Ketika Gus Zuqi beranjak muda, beliau pindah menuntut ilmu Di Lirboyo, di bawah asuhan KH. Abdul Karim yang merupakan paman Gus Zuqi. Di sinilah kemampuan berpikir Gus Zuqi semakin terasah, sehingga dalam waktu yang singkat beliau dapat menyerap berbagai ilmu keagamaan. Usai dari di Lirboyo, Gus Zuqi meneruskan pengembaraan di pelbagai pondok pesantren diantaranya; Pondok Pesantren Tebu Ireng asuhan Hadlratus Syaikh KH. Hasyim Asy’ari, Pondok Pesantren Mojosari Nganjuk, asuhan KH. Zainuddin, Pondok Pesantren Bendo Pare asuhan Kyai Khozin, cukup lama beliau mondok di Pare hingga berusia 20-an tahun. Selanjutnya beliau kembali ke kampung halaman untuk belajar langsung ke KH. Ihsan Al-Jampasy, sang kakak yang juga pengarang kitab Shirojut Tholibin. Sebuah kitab monumental dalam bidang tasawuf.

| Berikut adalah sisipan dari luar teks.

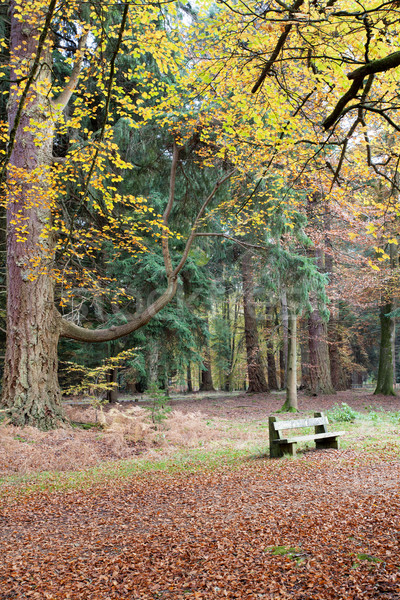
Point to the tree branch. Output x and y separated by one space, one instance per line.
63 98
246 245
196 223
275 53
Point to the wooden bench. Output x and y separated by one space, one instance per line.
279 445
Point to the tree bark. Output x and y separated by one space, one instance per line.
284 354
31 393
255 370
189 378
291 388
271 365
384 384
340 376
112 395
206 375
319 362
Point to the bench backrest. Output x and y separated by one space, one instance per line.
298 423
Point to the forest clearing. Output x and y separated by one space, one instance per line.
199 256
211 516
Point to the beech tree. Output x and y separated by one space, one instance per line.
31 393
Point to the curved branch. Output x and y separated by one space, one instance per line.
375 66
81 334
64 97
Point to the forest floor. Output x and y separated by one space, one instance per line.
200 511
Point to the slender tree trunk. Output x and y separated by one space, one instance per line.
340 376
384 384
282 368
284 319
189 378
305 356
272 375
206 382
257 382
112 395
206 375
394 352
30 390
154 353
320 368
291 388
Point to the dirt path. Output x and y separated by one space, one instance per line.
211 535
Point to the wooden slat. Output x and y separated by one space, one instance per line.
309 438
312 422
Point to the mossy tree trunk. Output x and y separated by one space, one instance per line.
291 403
255 369
31 393
385 383
319 360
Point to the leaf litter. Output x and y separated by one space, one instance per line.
323 526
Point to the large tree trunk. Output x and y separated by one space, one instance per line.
30 390
189 378
112 394
206 383
255 370
384 384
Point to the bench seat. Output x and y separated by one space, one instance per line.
279 445
309 438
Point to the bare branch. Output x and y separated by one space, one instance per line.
75 332
246 245
275 53
197 221
63 98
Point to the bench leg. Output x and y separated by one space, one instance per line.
289 449
329 443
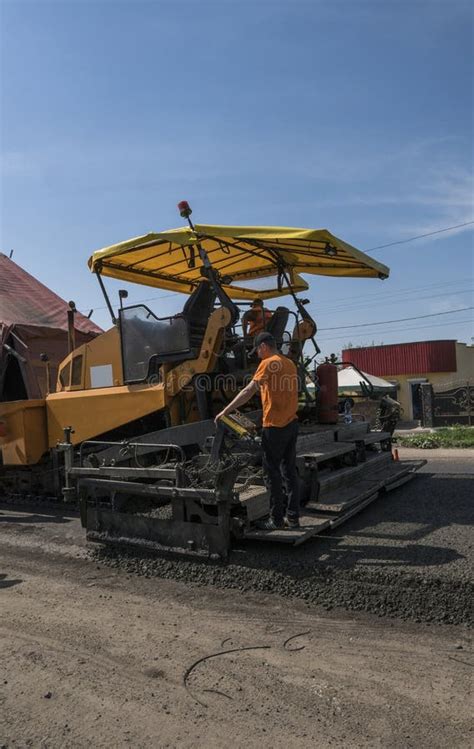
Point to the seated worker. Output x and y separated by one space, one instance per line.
276 380
256 319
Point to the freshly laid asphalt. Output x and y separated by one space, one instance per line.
408 555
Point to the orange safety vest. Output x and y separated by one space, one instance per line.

KH. Marzuqi Dahlan menikah dengan Nyai Maryam binti KH. Abdul Karim dan berdomisili di Lirboyo tahun 1936 M. Meski telah menikah, semangat beliau dalam mengaji tidak pernah luntur, hal ini merupakan salah satu amanat yang disampaikan KH. Abdul Karim kepada beliau, sesaat usai aqad nikah berlangsung, hingga himmah beliau untuk tetap mendidik santri terus terjaga dan sangat istiqomah.

Pada tahun 1961 M, Nyai Maryam berpulang ke Rahmatullah, meninggalkan beliau untuk selama-lamannya. Namun untuk menghapus kedukaan yang berlarut-larut, keluarga menikahkan KH. Marzuqi Dahlan dengan Nyai Qomariyah yang tak lain adalah adik bungsu Nyai Maryam. Sosok KH. Marzuqi Dahlan adalah sosok sederhana dan sangat bersahaja, hal ini terbukti dari penampilan beliau sehari-hari yang jauh dari kesan mewah dan perlente. Padahal saat itu beliau sudah menjadi pengasuh Pondok Pesantren Lirboyo. 

Ketika bepergian dan atau berziarah ke makam-makam Auila’ disekitar Kediri, KH Marzuqi Dahlan lebih sering bersepeda. Bukan hanya kendaraan, kediaman beliaupun terbilang sangat sederhana, yakni berdindingkan anyaman bambu, hingga pada tahun 1942 M barulah kediaman beliau berganti dengan tembok.
Pada Tahun 1973 M KH. Marzuqi Dahlan menunaikan Ibadah haji. Dua tahun setelah menunaikan ibadah haji, kondisi beliau mulai terganggu, sebab usia beliau memang sudah sepuh. Namun meski demikian, semangat beliau untuk memimipin Pesanten Lirboyo tetap terjaga, hingga pada bulan syawal pada tahun 1975, beliau jatuh sakit dan harus dirawat di RS. Bayangkara, Kediri. Dua minggu lamanya beliau dirawat. 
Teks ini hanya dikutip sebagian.